童謡・唱歌や文学・歴史等の知られざる物語や逸話を写真付でエッセイ風に表現。

技術の国?

2016年04月30日 | コラム

 だいぶ以前、よくセミナー、講演会なるものの企画やブッキング、実施の仕事を請け負っていた。広告代理店もクライアントも、よくTVで顔を見かける著名人のブッキングを好んだ。私の個人的意見、あるいは内心では下らないと思っている先生方がよく決まった。

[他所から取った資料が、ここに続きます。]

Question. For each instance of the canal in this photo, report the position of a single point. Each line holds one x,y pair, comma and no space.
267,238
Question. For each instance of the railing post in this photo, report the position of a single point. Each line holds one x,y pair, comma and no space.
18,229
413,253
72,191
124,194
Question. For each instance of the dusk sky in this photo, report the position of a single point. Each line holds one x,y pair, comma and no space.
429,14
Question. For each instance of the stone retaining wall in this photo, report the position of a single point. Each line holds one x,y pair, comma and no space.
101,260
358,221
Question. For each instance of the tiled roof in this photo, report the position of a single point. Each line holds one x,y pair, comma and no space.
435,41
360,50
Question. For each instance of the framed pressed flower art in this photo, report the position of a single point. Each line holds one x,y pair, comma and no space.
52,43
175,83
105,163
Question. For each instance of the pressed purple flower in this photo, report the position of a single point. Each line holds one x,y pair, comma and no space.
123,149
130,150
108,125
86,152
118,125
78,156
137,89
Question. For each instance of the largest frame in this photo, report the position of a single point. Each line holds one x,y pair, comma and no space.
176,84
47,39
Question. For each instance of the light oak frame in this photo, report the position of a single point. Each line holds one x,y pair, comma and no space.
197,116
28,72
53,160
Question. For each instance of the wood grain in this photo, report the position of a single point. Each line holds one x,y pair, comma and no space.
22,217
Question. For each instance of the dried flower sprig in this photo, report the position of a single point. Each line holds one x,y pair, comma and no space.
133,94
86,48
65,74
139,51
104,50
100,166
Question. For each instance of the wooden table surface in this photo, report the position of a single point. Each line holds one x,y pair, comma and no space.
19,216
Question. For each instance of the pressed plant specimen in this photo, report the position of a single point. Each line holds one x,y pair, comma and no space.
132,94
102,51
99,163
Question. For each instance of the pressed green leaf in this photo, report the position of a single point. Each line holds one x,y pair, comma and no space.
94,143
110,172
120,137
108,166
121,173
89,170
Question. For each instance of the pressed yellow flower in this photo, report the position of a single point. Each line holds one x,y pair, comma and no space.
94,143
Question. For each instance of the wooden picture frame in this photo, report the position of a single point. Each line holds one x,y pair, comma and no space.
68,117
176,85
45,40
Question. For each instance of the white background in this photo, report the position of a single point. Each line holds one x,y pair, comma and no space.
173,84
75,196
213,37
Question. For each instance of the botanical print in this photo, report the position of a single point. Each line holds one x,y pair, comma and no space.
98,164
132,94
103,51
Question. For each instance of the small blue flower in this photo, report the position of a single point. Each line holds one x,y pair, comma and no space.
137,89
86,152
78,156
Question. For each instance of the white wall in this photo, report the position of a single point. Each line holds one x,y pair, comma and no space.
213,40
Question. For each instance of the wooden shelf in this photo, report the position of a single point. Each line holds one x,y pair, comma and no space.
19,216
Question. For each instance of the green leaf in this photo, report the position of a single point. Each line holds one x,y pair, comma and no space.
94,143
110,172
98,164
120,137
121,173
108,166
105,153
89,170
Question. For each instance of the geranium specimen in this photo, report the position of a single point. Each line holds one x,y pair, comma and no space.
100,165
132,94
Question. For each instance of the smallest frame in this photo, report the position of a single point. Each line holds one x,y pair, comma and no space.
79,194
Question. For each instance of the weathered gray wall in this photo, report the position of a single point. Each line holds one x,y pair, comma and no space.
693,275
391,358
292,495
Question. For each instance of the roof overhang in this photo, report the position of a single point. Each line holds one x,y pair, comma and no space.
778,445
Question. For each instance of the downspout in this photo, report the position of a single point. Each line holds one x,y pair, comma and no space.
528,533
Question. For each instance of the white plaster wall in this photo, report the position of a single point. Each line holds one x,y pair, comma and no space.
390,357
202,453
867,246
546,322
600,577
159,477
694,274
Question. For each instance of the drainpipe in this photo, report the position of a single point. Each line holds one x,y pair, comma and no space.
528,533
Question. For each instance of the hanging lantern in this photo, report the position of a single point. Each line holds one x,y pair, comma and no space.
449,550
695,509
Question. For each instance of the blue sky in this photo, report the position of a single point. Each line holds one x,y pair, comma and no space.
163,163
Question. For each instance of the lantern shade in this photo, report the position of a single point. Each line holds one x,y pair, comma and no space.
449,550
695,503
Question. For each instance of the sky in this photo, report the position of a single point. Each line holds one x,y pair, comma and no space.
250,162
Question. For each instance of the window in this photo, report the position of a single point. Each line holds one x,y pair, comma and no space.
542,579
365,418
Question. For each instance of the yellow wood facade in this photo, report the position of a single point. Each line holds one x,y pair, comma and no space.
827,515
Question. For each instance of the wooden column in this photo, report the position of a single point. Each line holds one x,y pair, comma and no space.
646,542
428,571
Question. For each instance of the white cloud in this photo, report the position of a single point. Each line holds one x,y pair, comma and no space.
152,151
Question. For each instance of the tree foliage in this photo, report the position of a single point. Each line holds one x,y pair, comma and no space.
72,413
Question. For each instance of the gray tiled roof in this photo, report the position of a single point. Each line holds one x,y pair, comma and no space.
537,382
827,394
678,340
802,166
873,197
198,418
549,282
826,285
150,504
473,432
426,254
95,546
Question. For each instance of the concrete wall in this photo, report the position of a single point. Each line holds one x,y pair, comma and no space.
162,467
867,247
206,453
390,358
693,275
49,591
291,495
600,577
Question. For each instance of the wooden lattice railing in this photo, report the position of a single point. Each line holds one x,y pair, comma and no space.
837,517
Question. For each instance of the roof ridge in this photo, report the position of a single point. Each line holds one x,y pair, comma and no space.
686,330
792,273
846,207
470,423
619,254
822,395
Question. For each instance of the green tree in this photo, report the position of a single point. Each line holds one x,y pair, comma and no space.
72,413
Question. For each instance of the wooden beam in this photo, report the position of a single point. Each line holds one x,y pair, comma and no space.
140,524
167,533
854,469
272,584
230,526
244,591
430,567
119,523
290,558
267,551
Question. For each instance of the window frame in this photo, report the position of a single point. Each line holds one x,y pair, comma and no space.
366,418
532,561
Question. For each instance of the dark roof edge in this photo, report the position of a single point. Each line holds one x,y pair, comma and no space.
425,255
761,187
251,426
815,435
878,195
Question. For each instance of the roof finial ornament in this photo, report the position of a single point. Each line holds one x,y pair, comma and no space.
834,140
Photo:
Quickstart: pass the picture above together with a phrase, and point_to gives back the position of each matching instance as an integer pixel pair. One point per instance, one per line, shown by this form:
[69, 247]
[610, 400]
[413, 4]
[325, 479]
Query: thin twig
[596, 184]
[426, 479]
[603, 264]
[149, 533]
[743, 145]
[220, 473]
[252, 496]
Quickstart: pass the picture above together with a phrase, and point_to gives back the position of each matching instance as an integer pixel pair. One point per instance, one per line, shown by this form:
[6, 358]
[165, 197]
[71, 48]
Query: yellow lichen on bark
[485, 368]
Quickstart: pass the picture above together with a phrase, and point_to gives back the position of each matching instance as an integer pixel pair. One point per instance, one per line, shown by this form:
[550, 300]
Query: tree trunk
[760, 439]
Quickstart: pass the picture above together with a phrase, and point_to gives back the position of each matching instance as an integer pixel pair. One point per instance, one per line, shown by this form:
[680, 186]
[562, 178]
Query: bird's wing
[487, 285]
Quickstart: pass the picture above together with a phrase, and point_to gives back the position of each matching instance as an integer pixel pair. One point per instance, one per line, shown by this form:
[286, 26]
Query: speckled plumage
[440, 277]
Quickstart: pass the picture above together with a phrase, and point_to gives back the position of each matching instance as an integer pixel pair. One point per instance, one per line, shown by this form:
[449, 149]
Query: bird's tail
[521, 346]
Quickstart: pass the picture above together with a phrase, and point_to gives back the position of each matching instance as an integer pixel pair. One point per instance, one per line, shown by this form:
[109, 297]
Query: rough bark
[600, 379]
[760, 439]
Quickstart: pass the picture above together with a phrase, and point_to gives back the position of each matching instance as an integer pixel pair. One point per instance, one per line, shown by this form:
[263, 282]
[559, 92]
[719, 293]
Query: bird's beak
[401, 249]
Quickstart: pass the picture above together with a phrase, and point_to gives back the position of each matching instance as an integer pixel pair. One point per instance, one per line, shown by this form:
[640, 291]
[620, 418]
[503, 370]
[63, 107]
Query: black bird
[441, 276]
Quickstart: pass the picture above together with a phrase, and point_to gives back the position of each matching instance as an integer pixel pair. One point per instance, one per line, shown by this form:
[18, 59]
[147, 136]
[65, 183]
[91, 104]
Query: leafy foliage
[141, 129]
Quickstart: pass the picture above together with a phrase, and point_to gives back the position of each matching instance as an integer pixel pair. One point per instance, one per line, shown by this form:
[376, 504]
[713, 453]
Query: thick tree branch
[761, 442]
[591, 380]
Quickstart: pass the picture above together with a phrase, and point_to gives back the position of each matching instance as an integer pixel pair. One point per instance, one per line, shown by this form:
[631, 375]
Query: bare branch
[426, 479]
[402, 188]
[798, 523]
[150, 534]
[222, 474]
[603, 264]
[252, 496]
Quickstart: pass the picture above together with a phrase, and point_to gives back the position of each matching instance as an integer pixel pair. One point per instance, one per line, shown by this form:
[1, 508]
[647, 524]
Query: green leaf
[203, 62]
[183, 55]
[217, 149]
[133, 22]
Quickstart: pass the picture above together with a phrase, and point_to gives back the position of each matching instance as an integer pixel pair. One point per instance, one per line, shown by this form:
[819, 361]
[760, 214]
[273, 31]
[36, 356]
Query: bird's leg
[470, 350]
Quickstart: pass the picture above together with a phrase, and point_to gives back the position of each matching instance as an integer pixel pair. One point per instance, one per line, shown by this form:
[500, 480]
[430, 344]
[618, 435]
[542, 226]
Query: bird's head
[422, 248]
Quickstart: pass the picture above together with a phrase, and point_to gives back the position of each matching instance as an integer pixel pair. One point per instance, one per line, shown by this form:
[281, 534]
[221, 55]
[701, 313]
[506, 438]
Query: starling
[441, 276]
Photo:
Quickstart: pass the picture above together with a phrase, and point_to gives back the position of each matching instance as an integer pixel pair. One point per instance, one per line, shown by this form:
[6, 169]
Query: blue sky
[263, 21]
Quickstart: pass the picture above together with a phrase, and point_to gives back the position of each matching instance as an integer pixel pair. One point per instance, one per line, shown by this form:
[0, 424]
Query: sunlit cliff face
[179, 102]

十人くらい実名を挙げたいが…やはり差し障りがあるので止めておく。
 ただ話の行きがかり上、申し訳ないがお二人の名前を挙げさせていただく。長谷川慶太郎先生、三原敦雄先生である。その講演の 内容は「カネカネトーシ、カネカネトーシ…」と蝉の鳴声に似ていた。
 三原先生は何度もお世話になり、個人的にはその気さくなお人柄が好きである。 しかし私の中 に「おかしい」という強い違和感があった。一年二年経ち、やがてバブルが弾けた。当然である。特に長谷川慶太郎先生は、軽薄にバブルを煽った戦犯の一人である。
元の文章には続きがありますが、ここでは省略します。